Mary Ellen said she didn’t suspect her husband had Alzheimer’s. He was getting a little hard of hearing and would ask for questions to be repeated.
It was their children who began to notice a change in Raymond and asked Mary Ellen about their father’s condition.
“My kids said, ‘Mom, is there something wrong with Dad? He doesn’t remember things and seems a little distant,” she said.
Raymond, 66, was a little forgetful and  more quiet than usual, but otherwise seemed healthy, Mary Ellen said.
There are a lot of misconceptions about Alzheimer’s.
A person with the disease doesn’t automatically become a vegetable. The degeneration of the mind happens slowly over a number of years.
There is no cure and no sure way to tell if a person has Alzheimer’s until death and an autopsy is performed.

THE COUPLE visited a doctor in Wichita where Raymond went through five hours of testing, mainly for memory retention.
Raymond is now on medication that helps slow the symptoms of the disease but it is only a matter of time until the medications no longer work.
The hardest part of the day for a person with the disease is sundown.
“I don’t understand why, but as the sun sets Raymond become more subdued and a vacant look appears in his eyes,” she said.
Raymond tries to do what is asked of him by his family. He no longer drives, and his family visited the sheriff’s department and had his photograph taken in case he should wander off and become lost. The family also has a purple flag, a color associated with the disease, planted in their front yard to alert people an Alzheimer’s patient lives there.
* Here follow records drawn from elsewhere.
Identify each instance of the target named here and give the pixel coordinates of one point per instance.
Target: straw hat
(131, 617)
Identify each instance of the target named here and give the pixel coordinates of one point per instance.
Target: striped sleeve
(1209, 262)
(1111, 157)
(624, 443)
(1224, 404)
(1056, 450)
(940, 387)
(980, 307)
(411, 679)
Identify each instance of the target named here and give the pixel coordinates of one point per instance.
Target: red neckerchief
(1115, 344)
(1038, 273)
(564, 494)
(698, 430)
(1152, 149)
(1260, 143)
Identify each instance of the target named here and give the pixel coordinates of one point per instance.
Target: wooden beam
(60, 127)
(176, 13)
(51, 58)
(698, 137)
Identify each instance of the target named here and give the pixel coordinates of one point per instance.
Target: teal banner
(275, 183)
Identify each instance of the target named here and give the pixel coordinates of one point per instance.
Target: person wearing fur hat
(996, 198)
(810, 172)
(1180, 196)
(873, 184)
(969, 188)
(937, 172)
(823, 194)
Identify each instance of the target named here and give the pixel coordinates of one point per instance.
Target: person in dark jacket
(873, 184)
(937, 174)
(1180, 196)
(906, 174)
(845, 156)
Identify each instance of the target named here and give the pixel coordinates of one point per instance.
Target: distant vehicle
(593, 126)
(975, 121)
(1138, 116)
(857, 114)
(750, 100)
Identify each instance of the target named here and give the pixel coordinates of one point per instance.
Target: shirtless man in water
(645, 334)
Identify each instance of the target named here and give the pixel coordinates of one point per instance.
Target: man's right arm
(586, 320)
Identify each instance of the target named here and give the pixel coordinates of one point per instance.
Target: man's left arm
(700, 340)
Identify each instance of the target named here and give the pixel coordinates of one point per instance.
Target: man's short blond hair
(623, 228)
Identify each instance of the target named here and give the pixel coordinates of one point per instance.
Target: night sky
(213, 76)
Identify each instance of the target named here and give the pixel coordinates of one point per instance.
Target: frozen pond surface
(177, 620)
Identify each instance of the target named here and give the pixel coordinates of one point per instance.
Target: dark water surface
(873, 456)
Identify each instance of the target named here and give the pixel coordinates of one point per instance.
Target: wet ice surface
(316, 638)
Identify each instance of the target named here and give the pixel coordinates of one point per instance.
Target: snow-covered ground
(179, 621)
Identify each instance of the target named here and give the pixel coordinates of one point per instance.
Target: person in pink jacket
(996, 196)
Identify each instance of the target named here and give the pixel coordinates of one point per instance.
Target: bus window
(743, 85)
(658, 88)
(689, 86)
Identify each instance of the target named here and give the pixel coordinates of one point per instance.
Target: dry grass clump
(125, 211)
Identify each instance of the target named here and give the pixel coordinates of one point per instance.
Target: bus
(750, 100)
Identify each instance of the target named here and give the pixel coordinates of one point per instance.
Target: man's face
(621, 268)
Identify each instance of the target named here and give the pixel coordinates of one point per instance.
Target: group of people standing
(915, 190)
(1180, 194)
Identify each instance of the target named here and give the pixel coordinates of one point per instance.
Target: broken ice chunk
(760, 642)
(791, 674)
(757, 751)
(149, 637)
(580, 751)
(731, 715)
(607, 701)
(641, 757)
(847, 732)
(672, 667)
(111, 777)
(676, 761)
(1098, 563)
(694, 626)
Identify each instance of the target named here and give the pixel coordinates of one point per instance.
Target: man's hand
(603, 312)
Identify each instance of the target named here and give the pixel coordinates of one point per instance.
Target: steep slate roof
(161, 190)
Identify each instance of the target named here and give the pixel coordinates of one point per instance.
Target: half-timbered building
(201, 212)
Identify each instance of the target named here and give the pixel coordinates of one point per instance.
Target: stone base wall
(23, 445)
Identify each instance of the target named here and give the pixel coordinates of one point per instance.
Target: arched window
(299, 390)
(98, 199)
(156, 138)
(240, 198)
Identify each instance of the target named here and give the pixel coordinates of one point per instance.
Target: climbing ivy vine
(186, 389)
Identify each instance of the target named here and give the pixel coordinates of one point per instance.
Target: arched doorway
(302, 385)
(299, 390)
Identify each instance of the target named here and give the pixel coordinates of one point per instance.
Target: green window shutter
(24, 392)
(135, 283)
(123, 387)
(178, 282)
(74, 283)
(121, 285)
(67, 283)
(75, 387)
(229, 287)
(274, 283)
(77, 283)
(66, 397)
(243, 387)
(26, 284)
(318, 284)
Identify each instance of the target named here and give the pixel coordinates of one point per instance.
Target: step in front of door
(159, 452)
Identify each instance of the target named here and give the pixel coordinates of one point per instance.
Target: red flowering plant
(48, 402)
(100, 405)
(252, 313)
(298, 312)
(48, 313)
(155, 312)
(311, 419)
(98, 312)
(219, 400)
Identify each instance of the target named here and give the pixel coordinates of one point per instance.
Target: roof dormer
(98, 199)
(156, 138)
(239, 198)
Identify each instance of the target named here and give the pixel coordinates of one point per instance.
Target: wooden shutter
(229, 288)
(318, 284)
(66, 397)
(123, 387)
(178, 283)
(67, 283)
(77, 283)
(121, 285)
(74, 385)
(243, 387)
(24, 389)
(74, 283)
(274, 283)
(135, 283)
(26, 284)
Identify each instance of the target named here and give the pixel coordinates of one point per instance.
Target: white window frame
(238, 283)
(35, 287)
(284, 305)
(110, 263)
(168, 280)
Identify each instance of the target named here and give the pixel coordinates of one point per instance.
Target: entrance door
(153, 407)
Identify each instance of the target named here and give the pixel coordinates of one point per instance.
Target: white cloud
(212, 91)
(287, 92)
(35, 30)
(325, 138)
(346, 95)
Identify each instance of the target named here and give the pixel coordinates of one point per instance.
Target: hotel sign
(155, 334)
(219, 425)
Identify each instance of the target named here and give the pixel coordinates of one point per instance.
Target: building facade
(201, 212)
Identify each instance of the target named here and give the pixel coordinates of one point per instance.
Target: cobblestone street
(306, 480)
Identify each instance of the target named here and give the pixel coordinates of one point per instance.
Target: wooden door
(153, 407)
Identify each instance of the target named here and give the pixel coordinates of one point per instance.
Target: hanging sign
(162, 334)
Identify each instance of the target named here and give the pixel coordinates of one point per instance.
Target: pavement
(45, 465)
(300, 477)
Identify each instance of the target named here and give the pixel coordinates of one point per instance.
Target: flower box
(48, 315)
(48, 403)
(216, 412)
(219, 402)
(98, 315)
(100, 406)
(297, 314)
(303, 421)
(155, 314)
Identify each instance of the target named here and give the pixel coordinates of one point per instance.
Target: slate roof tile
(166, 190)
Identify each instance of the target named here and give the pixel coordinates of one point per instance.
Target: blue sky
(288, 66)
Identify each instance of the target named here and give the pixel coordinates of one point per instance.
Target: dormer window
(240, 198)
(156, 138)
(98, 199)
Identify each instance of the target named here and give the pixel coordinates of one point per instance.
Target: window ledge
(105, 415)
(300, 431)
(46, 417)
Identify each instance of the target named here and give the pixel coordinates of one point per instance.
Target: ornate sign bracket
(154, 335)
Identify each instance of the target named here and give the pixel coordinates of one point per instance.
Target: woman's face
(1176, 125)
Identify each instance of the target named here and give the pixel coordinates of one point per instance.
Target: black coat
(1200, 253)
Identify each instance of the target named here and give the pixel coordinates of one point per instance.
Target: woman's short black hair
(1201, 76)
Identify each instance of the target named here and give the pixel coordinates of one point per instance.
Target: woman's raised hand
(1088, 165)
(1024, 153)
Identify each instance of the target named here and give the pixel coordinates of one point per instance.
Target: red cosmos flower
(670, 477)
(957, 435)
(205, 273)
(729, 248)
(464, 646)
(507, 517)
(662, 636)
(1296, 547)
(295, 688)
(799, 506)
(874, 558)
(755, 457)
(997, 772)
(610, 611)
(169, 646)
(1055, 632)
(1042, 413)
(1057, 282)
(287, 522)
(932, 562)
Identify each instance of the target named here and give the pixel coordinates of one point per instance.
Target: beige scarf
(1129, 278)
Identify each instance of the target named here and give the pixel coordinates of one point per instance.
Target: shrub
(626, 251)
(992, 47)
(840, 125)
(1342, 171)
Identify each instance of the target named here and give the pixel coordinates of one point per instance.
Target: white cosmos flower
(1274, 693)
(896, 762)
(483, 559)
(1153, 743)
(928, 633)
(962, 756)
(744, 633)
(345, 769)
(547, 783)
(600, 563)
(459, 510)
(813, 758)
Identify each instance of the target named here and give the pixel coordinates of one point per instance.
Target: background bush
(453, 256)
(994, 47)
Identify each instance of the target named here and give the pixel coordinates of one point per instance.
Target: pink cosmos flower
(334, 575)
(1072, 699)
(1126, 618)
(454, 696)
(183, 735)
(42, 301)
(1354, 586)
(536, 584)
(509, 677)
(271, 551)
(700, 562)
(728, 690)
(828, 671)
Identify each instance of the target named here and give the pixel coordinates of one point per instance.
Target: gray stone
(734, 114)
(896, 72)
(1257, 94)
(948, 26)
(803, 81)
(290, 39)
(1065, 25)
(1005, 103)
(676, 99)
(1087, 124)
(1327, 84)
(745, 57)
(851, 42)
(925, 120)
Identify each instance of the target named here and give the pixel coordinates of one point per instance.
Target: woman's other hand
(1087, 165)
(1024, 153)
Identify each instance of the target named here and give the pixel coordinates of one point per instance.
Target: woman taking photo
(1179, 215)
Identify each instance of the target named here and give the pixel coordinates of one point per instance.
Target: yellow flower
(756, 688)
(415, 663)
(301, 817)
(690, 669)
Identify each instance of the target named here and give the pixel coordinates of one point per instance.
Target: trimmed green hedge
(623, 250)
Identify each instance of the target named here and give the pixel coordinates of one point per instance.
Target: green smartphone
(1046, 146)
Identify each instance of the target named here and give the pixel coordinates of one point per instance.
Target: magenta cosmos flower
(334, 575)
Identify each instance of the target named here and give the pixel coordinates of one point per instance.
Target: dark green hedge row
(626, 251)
In his early stages of the disease, Raymond’s concentration slowed and he had trouble finding the right words when talking with his family.
He is now entering a more advanced stage.
He tends to sleep more and is easily wakened.
Mary Ellen asks people to talk slowly with Raymond and to ask only one question at a time, giving him time to process what is being said.
In the final stages of the disease he may not be able to walk and will be completely dependent on his caregiver.

THE DIXES have been open with family, friends and the community about his diagnosis, because they feel it helps him as well as others to feel comfortable when they are around him.
They attend Alzheimer’s Support Group meetings each month at Windsor Place.
“The support group meetings are informative and have helped me deal with Raymond’s disease,” Mary Ellen said.
The Dixes will serve as honorary chairs at Saturday’s Alzheimer’s Memory Walk on the Iola square.
Twenty members of their family have banded together to participate in the Memory Walk as Raymond’s Road Runners. To date, the group has raised more than $1,000.
“We know so many people in the community and if seeing us involved in the Memory Walk helps one person accept the disease or one person be able to cope with the disease, then it’s worth it,” Raymond said.